NEW YORK – The Twins went into Saturday's Game 2 of the American League Division Series with no illusions about what they'd face in Masahiro Tanaka, the Yankees starter who's established a record of both mastery over the Twins and mettle in the postseason during his six major league seasons.
Masahiro Tanaka and his off-speed arsenal baffles Twins again
But the Twins' working knowledge of how to handle the 30-year-old righthander amounted to little.
Tanaka represented the worst possible opponent for the Twins at the most inopportune time, beguiling a team that feasts on fastballs by taking his typical approach — one that leans heavily on off-speed pitches — to an even greater extreme during five innings of one-run ball in the Yankees' 8-2 win in Game 2.
He threw just 16 four-seam fastballs among his 83 pitches on Saturday; the 19.2% clip was down from his 30.5% fastball rate during the regular season. The righthander threw his slider — his most effective pitch during his six major league seasons — on the first pitch to 10 of the 19 batters he faced, getting ahead in the count with it on five of those occasions.
It forced the Twins to try to hit breaking pitches or sinkers, rather than waiting on the four-seamers that wouldn't come, and they were rarely able to do so with any force. They hit just two of Tanaka's pitches hard: a groundout that left Max Kepler's bat at 103.3 mph in the first inning, and an Eddie Rosario fourth-inning single that had an exit velocity of 99.6 mph.
"He threw [16] fastballs. We're a good-hitting fastball team," catcher Mitch Garver said. "He doesn't leave too many off-speed pitches over the plate. We got runners on. Rosie hit a ball hard there, right to [D.J.] LeMahieu and he was able to turn that. Being able to scratch one on — I had a 3-1 splitter that was down and away, probably wasn't even a strike. I broke my bat on it, but I had so much room on the right to scratch a run across. That's what made it tough."
Tanaka is 6-0 with a 2.21 ERA in his career against the Twins, who've never homered off him in 40 ⅔ innings. But in October, their frustration against him is becoming a familiar theme in the American League: Tanaka has allowed just six runs in his past 35 innings of postseason work, dating to his first start in the 2017 ALDS.
"He's just really good at his craft," Yankees manager Aaron Boone said. "He understands his body, his mechanics, can do a lot of things with the ball. I thought he threw some good split-[fingered fastballs]. The slider was a real factor for him.

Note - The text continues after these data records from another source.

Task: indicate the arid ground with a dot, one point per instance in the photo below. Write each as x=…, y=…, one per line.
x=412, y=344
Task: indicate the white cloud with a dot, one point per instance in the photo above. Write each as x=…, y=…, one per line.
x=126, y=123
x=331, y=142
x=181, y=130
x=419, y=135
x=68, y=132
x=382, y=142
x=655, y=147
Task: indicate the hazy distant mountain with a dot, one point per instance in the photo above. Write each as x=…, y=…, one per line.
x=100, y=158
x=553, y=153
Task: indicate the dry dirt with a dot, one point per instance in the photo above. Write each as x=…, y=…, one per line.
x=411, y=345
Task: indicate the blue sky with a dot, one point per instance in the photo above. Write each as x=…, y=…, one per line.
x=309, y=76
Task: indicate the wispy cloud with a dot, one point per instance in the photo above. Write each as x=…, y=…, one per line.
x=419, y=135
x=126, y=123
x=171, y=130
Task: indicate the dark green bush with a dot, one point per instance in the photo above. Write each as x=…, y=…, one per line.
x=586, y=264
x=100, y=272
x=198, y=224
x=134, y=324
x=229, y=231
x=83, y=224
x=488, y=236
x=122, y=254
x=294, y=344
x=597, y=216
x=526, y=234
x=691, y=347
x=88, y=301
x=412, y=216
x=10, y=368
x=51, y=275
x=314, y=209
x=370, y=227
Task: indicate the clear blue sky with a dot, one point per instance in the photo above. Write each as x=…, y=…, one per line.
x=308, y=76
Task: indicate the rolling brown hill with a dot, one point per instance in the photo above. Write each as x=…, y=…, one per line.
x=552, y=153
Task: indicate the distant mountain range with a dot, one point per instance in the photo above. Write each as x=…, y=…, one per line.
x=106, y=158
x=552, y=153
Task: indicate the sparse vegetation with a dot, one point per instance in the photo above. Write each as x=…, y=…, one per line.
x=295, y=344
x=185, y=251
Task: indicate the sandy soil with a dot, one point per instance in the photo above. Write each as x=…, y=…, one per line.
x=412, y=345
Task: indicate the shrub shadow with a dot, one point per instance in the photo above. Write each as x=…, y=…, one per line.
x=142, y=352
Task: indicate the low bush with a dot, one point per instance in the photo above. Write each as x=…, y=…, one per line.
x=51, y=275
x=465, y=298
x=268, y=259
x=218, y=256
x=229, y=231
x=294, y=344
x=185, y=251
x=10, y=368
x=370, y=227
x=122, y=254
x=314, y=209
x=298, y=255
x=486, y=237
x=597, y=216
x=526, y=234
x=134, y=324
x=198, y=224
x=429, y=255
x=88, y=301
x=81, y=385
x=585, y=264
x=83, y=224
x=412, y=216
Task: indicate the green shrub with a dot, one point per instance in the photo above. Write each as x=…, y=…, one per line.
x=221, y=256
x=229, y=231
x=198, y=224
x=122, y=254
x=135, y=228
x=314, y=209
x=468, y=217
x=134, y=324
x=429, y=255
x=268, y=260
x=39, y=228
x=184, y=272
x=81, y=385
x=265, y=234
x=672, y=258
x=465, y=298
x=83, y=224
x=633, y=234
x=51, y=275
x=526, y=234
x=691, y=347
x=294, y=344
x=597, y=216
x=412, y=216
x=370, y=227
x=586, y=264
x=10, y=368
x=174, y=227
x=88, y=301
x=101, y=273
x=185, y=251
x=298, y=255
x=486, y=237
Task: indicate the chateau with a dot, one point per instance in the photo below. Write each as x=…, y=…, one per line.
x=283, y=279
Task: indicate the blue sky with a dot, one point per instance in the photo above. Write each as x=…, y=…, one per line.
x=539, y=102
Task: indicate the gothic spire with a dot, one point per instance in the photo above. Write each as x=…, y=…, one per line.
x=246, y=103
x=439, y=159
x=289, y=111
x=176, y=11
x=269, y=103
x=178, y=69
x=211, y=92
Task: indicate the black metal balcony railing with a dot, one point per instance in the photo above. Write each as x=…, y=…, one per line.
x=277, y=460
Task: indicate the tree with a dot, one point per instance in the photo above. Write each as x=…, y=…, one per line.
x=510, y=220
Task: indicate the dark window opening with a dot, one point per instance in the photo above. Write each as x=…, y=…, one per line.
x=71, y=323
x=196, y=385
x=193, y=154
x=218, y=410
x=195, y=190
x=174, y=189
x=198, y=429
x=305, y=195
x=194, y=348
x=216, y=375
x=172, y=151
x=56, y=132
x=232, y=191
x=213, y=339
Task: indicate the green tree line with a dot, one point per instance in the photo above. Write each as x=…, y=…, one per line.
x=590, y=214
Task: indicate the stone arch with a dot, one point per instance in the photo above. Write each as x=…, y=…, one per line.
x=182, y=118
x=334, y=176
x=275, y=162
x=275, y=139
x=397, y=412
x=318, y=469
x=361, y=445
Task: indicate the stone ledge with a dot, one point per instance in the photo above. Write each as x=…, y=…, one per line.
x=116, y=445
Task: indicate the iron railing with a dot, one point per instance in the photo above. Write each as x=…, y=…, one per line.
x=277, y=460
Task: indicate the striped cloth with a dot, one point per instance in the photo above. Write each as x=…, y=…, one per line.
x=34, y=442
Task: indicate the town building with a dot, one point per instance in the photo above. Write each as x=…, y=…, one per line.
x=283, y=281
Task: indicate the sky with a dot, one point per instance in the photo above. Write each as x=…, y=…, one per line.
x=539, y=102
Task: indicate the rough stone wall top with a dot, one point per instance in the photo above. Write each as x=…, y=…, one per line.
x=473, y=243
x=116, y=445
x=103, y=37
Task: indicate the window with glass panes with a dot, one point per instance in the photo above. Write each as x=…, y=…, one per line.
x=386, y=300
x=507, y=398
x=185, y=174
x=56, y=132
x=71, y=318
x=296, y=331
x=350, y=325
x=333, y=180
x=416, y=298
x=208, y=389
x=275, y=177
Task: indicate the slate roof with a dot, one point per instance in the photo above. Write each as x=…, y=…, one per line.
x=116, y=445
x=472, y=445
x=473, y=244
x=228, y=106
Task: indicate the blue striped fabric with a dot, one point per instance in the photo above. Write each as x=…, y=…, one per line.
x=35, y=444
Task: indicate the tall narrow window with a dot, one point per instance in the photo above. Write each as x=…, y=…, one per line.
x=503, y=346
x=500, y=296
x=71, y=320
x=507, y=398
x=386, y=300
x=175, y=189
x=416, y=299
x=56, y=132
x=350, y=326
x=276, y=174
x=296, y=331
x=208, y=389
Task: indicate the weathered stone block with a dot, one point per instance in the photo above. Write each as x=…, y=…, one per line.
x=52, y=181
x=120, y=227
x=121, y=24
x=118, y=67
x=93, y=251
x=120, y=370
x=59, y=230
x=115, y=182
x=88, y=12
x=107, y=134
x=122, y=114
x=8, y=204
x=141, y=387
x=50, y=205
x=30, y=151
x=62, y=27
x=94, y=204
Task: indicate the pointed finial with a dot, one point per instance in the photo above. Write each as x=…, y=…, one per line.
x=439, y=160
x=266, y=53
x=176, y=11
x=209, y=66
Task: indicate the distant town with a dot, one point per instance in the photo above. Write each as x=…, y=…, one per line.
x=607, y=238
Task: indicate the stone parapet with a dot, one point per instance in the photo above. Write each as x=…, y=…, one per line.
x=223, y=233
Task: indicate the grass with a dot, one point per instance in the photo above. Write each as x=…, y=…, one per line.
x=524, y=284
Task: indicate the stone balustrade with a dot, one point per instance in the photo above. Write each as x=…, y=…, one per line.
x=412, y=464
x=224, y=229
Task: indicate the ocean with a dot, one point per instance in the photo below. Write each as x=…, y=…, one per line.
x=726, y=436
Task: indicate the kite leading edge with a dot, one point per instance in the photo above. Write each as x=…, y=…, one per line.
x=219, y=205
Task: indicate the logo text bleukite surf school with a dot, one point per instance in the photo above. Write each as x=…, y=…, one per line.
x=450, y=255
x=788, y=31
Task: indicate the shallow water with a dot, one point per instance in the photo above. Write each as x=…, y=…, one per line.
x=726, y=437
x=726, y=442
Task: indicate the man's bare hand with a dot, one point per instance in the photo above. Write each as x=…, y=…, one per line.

I saw him elevate the heater at times and gave us just what we needed."
Should the Twins win their next two games at Target Field to force a Game 5 at Yankee Stadium, they could see Tanaka again — as a starter or out of the bullpen — in a park where he's got a career 3.36 ERA.
For all the work before them — first to end a 12-game postseason losing streak against the Yankees, and then to win a Game 4 at Target Field to force the series to its limits — the fact Tanaka could be waiting for them again makes the task even more daunting.